Test Your Nerd Knowledge: Aug. 25, 2022

Here’s a review of this week’s questions:

  1. What networking tool is defined as “a modular 8-position, 8-contact interface deployed for Ethernet over copper networking cable”?
  2. What product became the first commercial e-reader device in 1997?
  3. What is the name of the digital audio workstation, developed by UC Berkeley students, that is used for music creation, production, editing and recording?

 

And here are the answers:

  1. Answer: RJ45. The “Registered Jack,” or RJ connector, as it became known, was created in 1976 to allow an 8-wire interface, primarily between telephones and computer hardware. These connectors eventually evolved to include specific pin assignments, which helped transmit Ethernet over twisted pair, which was plugged into a port originally referred to as 8P8C. There are over 40 official recognized types of registered jacks currently in use across countless tech formats. 
  2. Answer: Rocket eBook.
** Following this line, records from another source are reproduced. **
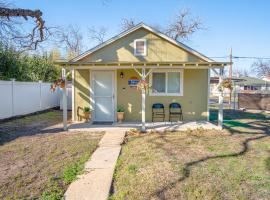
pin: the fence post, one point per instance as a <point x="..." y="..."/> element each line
<point x="40" y="98"/>
<point x="12" y="96"/>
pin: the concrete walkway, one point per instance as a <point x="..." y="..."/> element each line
<point x="95" y="183"/>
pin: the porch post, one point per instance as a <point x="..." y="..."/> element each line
<point x="64" y="91"/>
<point x="73" y="94"/>
<point x="143" y="102"/>
<point x="220" y="100"/>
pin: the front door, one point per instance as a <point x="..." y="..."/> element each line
<point x="103" y="95"/>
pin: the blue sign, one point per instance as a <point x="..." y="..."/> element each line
<point x="133" y="82"/>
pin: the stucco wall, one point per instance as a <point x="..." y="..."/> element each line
<point x="82" y="91"/>
<point x="193" y="101"/>
<point x="158" y="50"/>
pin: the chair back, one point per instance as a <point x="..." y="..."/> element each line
<point x="175" y="106"/>
<point x="157" y="106"/>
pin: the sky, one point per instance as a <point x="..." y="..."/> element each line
<point x="242" y="25"/>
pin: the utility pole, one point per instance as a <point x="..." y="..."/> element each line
<point x="230" y="78"/>
<point x="230" y="70"/>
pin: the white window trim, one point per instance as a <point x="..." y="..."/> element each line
<point x="145" y="47"/>
<point x="181" y="71"/>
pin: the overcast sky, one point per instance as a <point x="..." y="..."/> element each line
<point x="243" y="25"/>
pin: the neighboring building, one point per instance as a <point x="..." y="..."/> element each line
<point x="105" y="77"/>
<point x="243" y="84"/>
<point x="251" y="84"/>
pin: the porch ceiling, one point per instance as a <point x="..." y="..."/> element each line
<point x="143" y="64"/>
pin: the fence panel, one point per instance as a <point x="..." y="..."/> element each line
<point x="5" y="99"/>
<point x="20" y="98"/>
<point x="254" y="101"/>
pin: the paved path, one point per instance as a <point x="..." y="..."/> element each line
<point x="95" y="183"/>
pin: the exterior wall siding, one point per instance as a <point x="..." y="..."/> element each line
<point x="158" y="50"/>
<point x="194" y="99"/>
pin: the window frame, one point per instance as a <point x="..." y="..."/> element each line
<point x="166" y="71"/>
<point x="145" y="47"/>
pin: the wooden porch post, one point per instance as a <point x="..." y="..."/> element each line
<point x="220" y="100"/>
<point x="64" y="101"/>
<point x="143" y="102"/>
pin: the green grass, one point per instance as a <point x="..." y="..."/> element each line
<point x="199" y="164"/>
<point x="70" y="172"/>
<point x="38" y="164"/>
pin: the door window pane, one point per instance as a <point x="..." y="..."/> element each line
<point x="173" y="82"/>
<point x="159" y="81"/>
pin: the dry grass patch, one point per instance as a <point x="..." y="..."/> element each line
<point x="200" y="164"/>
<point x="37" y="161"/>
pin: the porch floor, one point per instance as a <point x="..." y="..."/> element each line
<point x="150" y="126"/>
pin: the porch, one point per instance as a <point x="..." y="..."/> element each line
<point x="138" y="104"/>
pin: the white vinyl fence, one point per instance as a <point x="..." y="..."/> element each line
<point x="20" y="98"/>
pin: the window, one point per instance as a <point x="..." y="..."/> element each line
<point x="140" y="47"/>
<point x="167" y="83"/>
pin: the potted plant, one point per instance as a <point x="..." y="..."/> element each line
<point x="86" y="112"/>
<point x="58" y="83"/>
<point x="120" y="114"/>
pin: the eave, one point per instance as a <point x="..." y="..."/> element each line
<point x="143" y="64"/>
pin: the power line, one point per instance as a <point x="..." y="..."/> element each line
<point x="243" y="57"/>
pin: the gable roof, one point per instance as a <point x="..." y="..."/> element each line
<point x="150" y="29"/>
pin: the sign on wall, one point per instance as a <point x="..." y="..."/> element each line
<point x="133" y="81"/>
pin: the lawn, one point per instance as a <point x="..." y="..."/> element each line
<point x="229" y="164"/>
<point x="38" y="159"/>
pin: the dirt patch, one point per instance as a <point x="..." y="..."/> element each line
<point x="34" y="152"/>
<point x="199" y="164"/>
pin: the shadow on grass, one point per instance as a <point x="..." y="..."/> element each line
<point x="30" y="125"/>
<point x="230" y="114"/>
<point x="261" y="126"/>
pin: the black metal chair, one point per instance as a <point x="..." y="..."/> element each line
<point x="175" y="111"/>
<point x="158" y="111"/>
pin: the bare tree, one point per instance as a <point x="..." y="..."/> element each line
<point x="183" y="26"/>
<point x="127" y="24"/>
<point x="261" y="68"/>
<point x="97" y="34"/>
<point x="11" y="30"/>
<point x="71" y="39"/>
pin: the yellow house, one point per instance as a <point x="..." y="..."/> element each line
<point x="105" y="77"/>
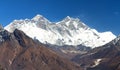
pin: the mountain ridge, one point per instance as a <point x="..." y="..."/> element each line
<point x="69" y="31"/>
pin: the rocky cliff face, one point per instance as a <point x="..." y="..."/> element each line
<point x="106" y="57"/>
<point x="19" y="52"/>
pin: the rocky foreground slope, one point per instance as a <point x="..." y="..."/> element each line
<point x="19" y="52"/>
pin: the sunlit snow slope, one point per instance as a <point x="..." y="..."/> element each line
<point x="69" y="31"/>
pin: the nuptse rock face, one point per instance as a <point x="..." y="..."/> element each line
<point x="19" y="52"/>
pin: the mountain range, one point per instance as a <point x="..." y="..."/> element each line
<point x="69" y="31"/>
<point x="38" y="44"/>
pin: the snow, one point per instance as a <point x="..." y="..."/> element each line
<point x="69" y="31"/>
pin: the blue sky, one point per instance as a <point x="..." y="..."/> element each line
<point x="103" y="15"/>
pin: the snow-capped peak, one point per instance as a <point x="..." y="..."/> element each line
<point x="69" y="31"/>
<point x="37" y="17"/>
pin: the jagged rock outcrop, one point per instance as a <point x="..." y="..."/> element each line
<point x="19" y="52"/>
<point x="106" y="57"/>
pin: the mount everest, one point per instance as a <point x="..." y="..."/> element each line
<point x="69" y="31"/>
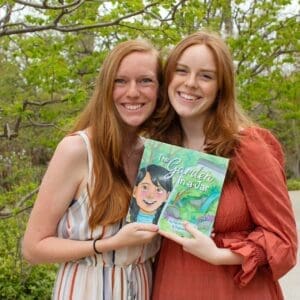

Legend has it that the first iteration of the Rocket eBook, or Rocketbook, as it was sometimes called, was pitched to Jeff Bezos at Amazon, who passed. Undiscouraged, creators Martin Eberhard and Marc Tarpenning, founders of NuvoMedia, took a meeting a few days later with executives from Barnes & Noble, who did not pass on the device. A deal was reached that gave Barnes & Noble 50% ownership of the company, and eventually, over 20,000 units were sold that first year. Rocketbook has the distinction of being the first e-reader, but the misfortune of having dozens of other competitors jump into the fray  around the same time. By 2003, the Rocketbook was extinct. Barnes & Noble eventually rolled out the NOOK, and Amazon introduced the Kindle. In the late 90s, however, Eberhard and Tarpenning sat alone atop the pinnacle of the eBook universe.
  3. Answer: Pro Tools. Now a ubiquitous fixture in the music industry, Pro Tools, owned by Avid Technology, started with two friends and a drum machine in 1983. Peter Gotcher and Evan Brooks were studying the memory mapping of the E-mu Drumulator while students at UC Berkeley. They took their idea for sound replacement chips, morphed it into an editing system called Sound Designer, and released it in 1985 at a retail price of $995.00. This led to Pro Tools, launched in 1990, which combined an editor and a mixer and was available as a software application that sold more than 8,000 units that year. The product was continuously reinvented and refined throughout the years, culminating with today’s version, Pro Tools 2021.12, which can mix and record as many as 2048 voices and 2048 music tracks. Classic albums like Beck’s “Odelay” and Radiohead’s “Kid A” are among the most well-known musical works recorded on Pro Tools.